Niyara Alakhunova: Before I came here, I thought I would concentrate on agricultural development and food security. However, as I started learning different sides of development, its’ history and approaches, talking to professors and groupmates, and participating in Elliott school social events, I was overwhelmed by so many new and interesting things I want to learn! By the time we had to submit our plan of study I made up my mind to concentrate on conflict and development, humanitarian assistance, and human rights. As I look at the list of courses available at GW; I’m always so eager to take more than I am eligible to!
OID: Tell us about your cohort and what aspects you enjoy or find challenging about being a part of it.
Niyara Alakhunova: First of all, I have to admit that IDSers are the best! I am very happy to be a part of such a great team of smart and interesting people. They make me feel motivated to learn more, and to develop further. It was a bit difficult to keep up with them in the early beginning, although they all told they didn’t see it! We have students from Mexico, India, Pakistan, Senegal, and lots of other countries, so it is always fun to talk about different cultures!
OID: As you are from a developing country, do you feel that your insight into class discussions differs from others in your classes?
Niyara Alakhunova: Class discussions are my favorite, particularly our Cornerstone class debates on different aspects of development. As our professors like to say, we have to learn so much from our peers. Yes, I definitely feel that being from a developing country and on top of that representing two ethnic minorities in from that country, my insight into class discussion is different from others’. I like to compare the theoretical knowledge I get from the readings with the reality of living in a developing country versus the experiences of my groupmates from a developed country. I am very grateful to Professor Fink, who encouraged my class participation and always supported my ideas. Dr. Sean Roberts (our Cornerstone professor and the head of the IDS program) has been working in my country for two years and it has been great to meet a person who has lived in my country and knows a lot about it.

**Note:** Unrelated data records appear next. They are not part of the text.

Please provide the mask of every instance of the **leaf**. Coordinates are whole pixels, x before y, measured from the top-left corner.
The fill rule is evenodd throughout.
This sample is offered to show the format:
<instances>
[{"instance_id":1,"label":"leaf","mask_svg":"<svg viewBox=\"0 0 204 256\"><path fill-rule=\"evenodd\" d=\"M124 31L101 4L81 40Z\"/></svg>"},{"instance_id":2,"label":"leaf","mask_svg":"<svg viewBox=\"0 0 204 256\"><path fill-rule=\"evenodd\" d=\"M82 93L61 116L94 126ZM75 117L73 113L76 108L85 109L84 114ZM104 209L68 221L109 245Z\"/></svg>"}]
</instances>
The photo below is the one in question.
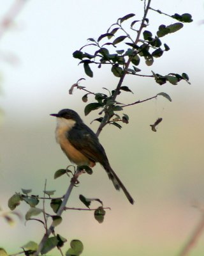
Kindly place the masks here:
<instances>
[{"instance_id":1,"label":"leaf","mask_svg":"<svg viewBox=\"0 0 204 256\"><path fill-rule=\"evenodd\" d=\"M166 28L170 30L170 33L174 33L182 28L184 24L180 22L174 23L173 24L167 26Z\"/></svg>"},{"instance_id":2,"label":"leaf","mask_svg":"<svg viewBox=\"0 0 204 256\"><path fill-rule=\"evenodd\" d=\"M38 249L38 244L33 241L30 241L23 246L21 246L21 248L24 248L25 250L37 251Z\"/></svg>"},{"instance_id":3,"label":"leaf","mask_svg":"<svg viewBox=\"0 0 204 256\"><path fill-rule=\"evenodd\" d=\"M43 247L41 250L41 254L45 254L57 246L58 239L57 237L48 238L44 243Z\"/></svg>"},{"instance_id":4,"label":"leaf","mask_svg":"<svg viewBox=\"0 0 204 256\"><path fill-rule=\"evenodd\" d=\"M143 36L145 40L152 40L152 33L148 30L145 30L143 33Z\"/></svg>"},{"instance_id":5,"label":"leaf","mask_svg":"<svg viewBox=\"0 0 204 256\"><path fill-rule=\"evenodd\" d=\"M62 201L61 199L52 199L50 207L54 212L57 213L59 207L62 204Z\"/></svg>"},{"instance_id":6,"label":"leaf","mask_svg":"<svg viewBox=\"0 0 204 256\"><path fill-rule=\"evenodd\" d=\"M32 192L32 189L24 189L23 188L22 188L21 190L22 193L26 195L27 195L29 193Z\"/></svg>"},{"instance_id":7,"label":"leaf","mask_svg":"<svg viewBox=\"0 0 204 256\"><path fill-rule=\"evenodd\" d=\"M186 79L187 81L189 80L189 77L186 73L182 73L181 76L184 78L184 79Z\"/></svg>"},{"instance_id":8,"label":"leaf","mask_svg":"<svg viewBox=\"0 0 204 256\"><path fill-rule=\"evenodd\" d=\"M45 194L48 195L48 196L52 196L55 192L56 191L56 190L50 190L50 191L43 191L45 193Z\"/></svg>"},{"instance_id":9,"label":"leaf","mask_svg":"<svg viewBox=\"0 0 204 256\"><path fill-rule=\"evenodd\" d=\"M81 200L81 202L82 202L84 204L85 204L87 207L89 208L91 201L89 198L86 198L85 196L83 196L83 195L80 195L79 199Z\"/></svg>"},{"instance_id":10,"label":"leaf","mask_svg":"<svg viewBox=\"0 0 204 256\"><path fill-rule=\"evenodd\" d=\"M120 86L120 90L125 92L129 92L133 93L133 92L127 86Z\"/></svg>"},{"instance_id":11,"label":"leaf","mask_svg":"<svg viewBox=\"0 0 204 256\"><path fill-rule=\"evenodd\" d=\"M106 33L105 34L102 34L100 35L100 36L98 38L97 42L99 42L99 41L101 41L101 40L102 40L103 38L104 38L105 37L108 37L108 36L113 36L114 35L110 33Z\"/></svg>"},{"instance_id":12,"label":"leaf","mask_svg":"<svg viewBox=\"0 0 204 256\"><path fill-rule=\"evenodd\" d=\"M71 248L77 253L77 255L80 255L84 250L84 245L80 240L72 240L70 243Z\"/></svg>"},{"instance_id":13,"label":"leaf","mask_svg":"<svg viewBox=\"0 0 204 256\"><path fill-rule=\"evenodd\" d=\"M31 207L26 214L26 220L29 220L32 216L37 216L43 212L43 210L40 208Z\"/></svg>"},{"instance_id":14,"label":"leaf","mask_svg":"<svg viewBox=\"0 0 204 256\"><path fill-rule=\"evenodd\" d=\"M0 256L8 256L4 249L0 248Z\"/></svg>"},{"instance_id":15,"label":"leaf","mask_svg":"<svg viewBox=\"0 0 204 256\"><path fill-rule=\"evenodd\" d=\"M134 13L127 14L126 15L124 16L123 17L120 18L119 20L120 21L120 23L122 23L124 20L127 20L128 19L132 18L134 16L135 16L135 14L134 14Z\"/></svg>"},{"instance_id":16,"label":"leaf","mask_svg":"<svg viewBox=\"0 0 204 256\"><path fill-rule=\"evenodd\" d=\"M177 84L178 83L178 78L176 76L166 76L167 80L171 84Z\"/></svg>"},{"instance_id":17,"label":"leaf","mask_svg":"<svg viewBox=\"0 0 204 256\"><path fill-rule=\"evenodd\" d=\"M93 76L94 76L94 74L93 74L93 72L92 72L92 70L91 69L91 68L90 68L89 65L88 63L85 62L85 63L84 63L84 68L85 73L88 76L89 76L90 77L92 77Z\"/></svg>"},{"instance_id":18,"label":"leaf","mask_svg":"<svg viewBox=\"0 0 204 256\"><path fill-rule=\"evenodd\" d=\"M56 171L55 172L55 175L54 176L54 179L57 179L57 178L59 178L59 177L63 175L65 173L66 173L66 170L65 169L57 170L57 171Z\"/></svg>"},{"instance_id":19,"label":"leaf","mask_svg":"<svg viewBox=\"0 0 204 256\"><path fill-rule=\"evenodd\" d=\"M110 36L108 36L108 38L110 39L115 34L115 33L119 29L119 28L113 28L110 32Z\"/></svg>"},{"instance_id":20,"label":"leaf","mask_svg":"<svg viewBox=\"0 0 204 256\"><path fill-rule=\"evenodd\" d=\"M85 109L84 109L85 115L87 116L92 110L98 109L98 108L101 108L101 106L103 106L103 104L101 104L101 103L98 103L98 102L89 103L88 105L87 105L85 107Z\"/></svg>"},{"instance_id":21,"label":"leaf","mask_svg":"<svg viewBox=\"0 0 204 256\"><path fill-rule=\"evenodd\" d=\"M119 129L122 128L122 126L121 126L119 124L116 123L115 122L113 122L110 123L110 124L112 124L113 125L116 126L117 127L118 127L118 128L119 128Z\"/></svg>"},{"instance_id":22,"label":"leaf","mask_svg":"<svg viewBox=\"0 0 204 256\"><path fill-rule=\"evenodd\" d=\"M80 171L84 170L87 173L90 174L90 175L92 174L92 173L93 173L93 171L91 169L91 168L90 168L87 165L81 165L81 166L78 166L78 170Z\"/></svg>"},{"instance_id":23,"label":"leaf","mask_svg":"<svg viewBox=\"0 0 204 256\"><path fill-rule=\"evenodd\" d=\"M52 216L52 225L54 227L58 226L62 221L62 218L61 216L58 215L54 215Z\"/></svg>"},{"instance_id":24,"label":"leaf","mask_svg":"<svg viewBox=\"0 0 204 256\"><path fill-rule=\"evenodd\" d=\"M80 51L75 51L73 53L73 56L75 59L82 60L83 59L83 52L81 52Z\"/></svg>"},{"instance_id":25,"label":"leaf","mask_svg":"<svg viewBox=\"0 0 204 256\"><path fill-rule=\"evenodd\" d=\"M100 206L94 211L94 218L98 223L102 223L103 222L105 214L105 211L101 206Z\"/></svg>"},{"instance_id":26,"label":"leaf","mask_svg":"<svg viewBox=\"0 0 204 256\"><path fill-rule=\"evenodd\" d=\"M24 201L26 202L26 203L29 204L31 207L34 207L39 204L40 202L38 198L36 196L31 198L23 197L22 199Z\"/></svg>"},{"instance_id":27,"label":"leaf","mask_svg":"<svg viewBox=\"0 0 204 256\"><path fill-rule=\"evenodd\" d=\"M123 74L123 69L117 65L112 66L111 71L117 77L120 77Z\"/></svg>"},{"instance_id":28,"label":"leaf","mask_svg":"<svg viewBox=\"0 0 204 256\"><path fill-rule=\"evenodd\" d=\"M165 48L165 51L166 52L170 49L170 48L168 47L168 45L167 45L166 44L164 44L164 48Z\"/></svg>"},{"instance_id":29,"label":"leaf","mask_svg":"<svg viewBox=\"0 0 204 256\"><path fill-rule=\"evenodd\" d=\"M161 57L163 54L163 51L161 48L158 48L156 50L154 51L154 52L152 52L152 55L153 57L155 58L159 58Z\"/></svg>"},{"instance_id":30,"label":"leaf","mask_svg":"<svg viewBox=\"0 0 204 256\"><path fill-rule=\"evenodd\" d=\"M8 200L8 206L10 210L13 211L17 206L19 205L20 201L22 201L20 195L19 194L15 194Z\"/></svg>"},{"instance_id":31,"label":"leaf","mask_svg":"<svg viewBox=\"0 0 204 256\"><path fill-rule=\"evenodd\" d=\"M113 40L113 45L120 43L120 42L122 42L124 39L126 38L126 37L127 36L120 36L117 37Z\"/></svg>"},{"instance_id":32,"label":"leaf","mask_svg":"<svg viewBox=\"0 0 204 256\"><path fill-rule=\"evenodd\" d=\"M167 99L169 101L172 101L170 96L168 94L166 93L166 92L160 92L159 93L157 94L157 95L163 96L164 98Z\"/></svg>"},{"instance_id":33,"label":"leaf","mask_svg":"<svg viewBox=\"0 0 204 256\"><path fill-rule=\"evenodd\" d=\"M152 131L153 132L156 132L157 131L156 126L158 125L158 124L160 124L162 120L163 120L163 118L160 117L154 122L154 124L150 125L150 126L152 128Z\"/></svg>"}]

OID: You worked for several years before going to grad school. How do you feel that helped you, and how has your grad school experience differed from undergrad?
Niyara Alakhunova: I worked for 7 years before going to grad school. It was a hard decision for me because I had gotten used to the work atmosphere, schedule, and way of life you can have being employed full-time, (and the things you can afford being employed!) I feel that this experience has helped me a lot, as I am able to look at development through the lens of my previous work and it definitely enriched my knowledge of how development works in practice. That said, being a student again is very challenging. It took me some time to get used to my new graduate school life. I did my undergrad in Kyrgyzstan, at the American University in Central Asia, and my grad school experience as of now is very different, not only because I’m studying in a different country, but also due to the work load, content of the coursework, greater focus on discussions and analytical thinking. My life has become different here, and it has changed me in a positive way. Feeling the spirit of school again is amazing! Grad school is tough, but it is rewarding too. Dare to dream, and get rid of any fears in accomplishing your goal!
OID: If you could draft the perfect position based on your interests, what would it be, and where would you work?
Niyara Alakhunova: I don’t set any limits in terms of my career interests in development, but I would be very much interested in working with conflict prevention, poverty reduction and human security programs at the UN, USAID, OXFAM or CARE. I have recently read a case about the implementation of a rights-based approach CARE used to increase accountability of development institutions and governments, and I was truly excited about their work and results. Being influenced by Amartya Sen’s book of “Development as Freedom”, I want my future job to be focused on removing “unfreedoms” that make a lot of people around the world suffer from inequalities, poverty and other social ills.